大学を定年退職し、ダンケの専任カウンセラーになり、やがて知らぬ間にフロイトもユングも河合先生も霞んできて、何か自分らしく生きるようになった。相談の面接をしていて何事も自分らしく判断しているように思う。それが結果的に良いことにつながっている。これは自分の生き方に自分の全存在の重みがかかるので、何か不思議な力がかかっているからではないかと思う。
借り物の心理学で動いているとなんとなく存在が軽くなっているのではないか。その分面接の効果も薄れてくる。巷のカウンセリング・スクールで学んだ人が街の真ん中で心の相談室を開いて繁盛しているのも、僅かな知識で必死にやるから何とかなるところがあるのではなかろうか。知識や技量はないけれども、自分の存在をかけてやるところに道がひらけて来るのである。
よく勉強した臨床心理士はまだまだ自分は未熟だから開業なんてとてもできないと思っている。そういう思いを抱いている間はずっとダメで、せいぜいにスクール・カウンセラー止まりであろう。スクール・カウンセラーは大学院で習った知識で何とか出来る。その場その時どうすれば良いかは現場の状況が教えてくれる。
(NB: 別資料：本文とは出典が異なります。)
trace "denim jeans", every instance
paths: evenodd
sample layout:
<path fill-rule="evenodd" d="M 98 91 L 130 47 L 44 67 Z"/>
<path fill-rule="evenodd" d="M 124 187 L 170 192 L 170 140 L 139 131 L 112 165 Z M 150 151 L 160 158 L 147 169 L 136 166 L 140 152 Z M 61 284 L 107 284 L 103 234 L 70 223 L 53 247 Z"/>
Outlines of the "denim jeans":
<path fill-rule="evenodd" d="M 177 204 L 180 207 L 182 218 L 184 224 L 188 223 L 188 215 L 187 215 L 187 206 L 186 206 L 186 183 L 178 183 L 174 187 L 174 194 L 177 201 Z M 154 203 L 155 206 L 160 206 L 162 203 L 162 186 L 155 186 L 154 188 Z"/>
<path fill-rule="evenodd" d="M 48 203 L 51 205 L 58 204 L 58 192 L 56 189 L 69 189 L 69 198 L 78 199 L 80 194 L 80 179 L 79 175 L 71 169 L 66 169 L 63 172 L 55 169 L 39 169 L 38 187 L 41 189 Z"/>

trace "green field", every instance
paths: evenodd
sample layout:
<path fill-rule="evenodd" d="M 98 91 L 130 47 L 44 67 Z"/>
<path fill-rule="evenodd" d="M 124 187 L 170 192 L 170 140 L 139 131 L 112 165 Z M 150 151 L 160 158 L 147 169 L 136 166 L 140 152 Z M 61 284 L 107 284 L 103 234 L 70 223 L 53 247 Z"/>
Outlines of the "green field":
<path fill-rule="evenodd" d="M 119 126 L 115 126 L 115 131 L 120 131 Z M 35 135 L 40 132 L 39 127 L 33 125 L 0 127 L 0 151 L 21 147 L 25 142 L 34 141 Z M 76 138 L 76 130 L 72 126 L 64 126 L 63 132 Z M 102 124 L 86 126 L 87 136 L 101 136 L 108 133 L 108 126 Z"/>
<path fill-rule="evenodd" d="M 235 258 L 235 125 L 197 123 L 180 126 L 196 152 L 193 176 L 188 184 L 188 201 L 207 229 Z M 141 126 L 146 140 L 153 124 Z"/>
何か問題が起きた時はワーキンググループが補助してくれる。
ある程度の技術を覚えたら開業し、お客さんの反応を見ながらやり方を考え判断していく。その主体性があれば開業できるのではないかと思う。問題は自己責任、自分で何事も責任を取ることである。その仕事に自分の存在をかけて行くとき何かが成就するのではないか。
幸いにして、私のオフィスの周りには、洋食屋、和食店、お好み焼き屋、喫茶店など、私たちが檀渓心理相談室を開く以前から長く続いているお店が多い。みんな自分らしい生き方をされている。自分らしく生きる時、人間関係がついて来て、その関係のなかで生きていける、それがこの上なく大事なことだと思う。私もどうやら街の職人仲間に入れたのではないかと思う。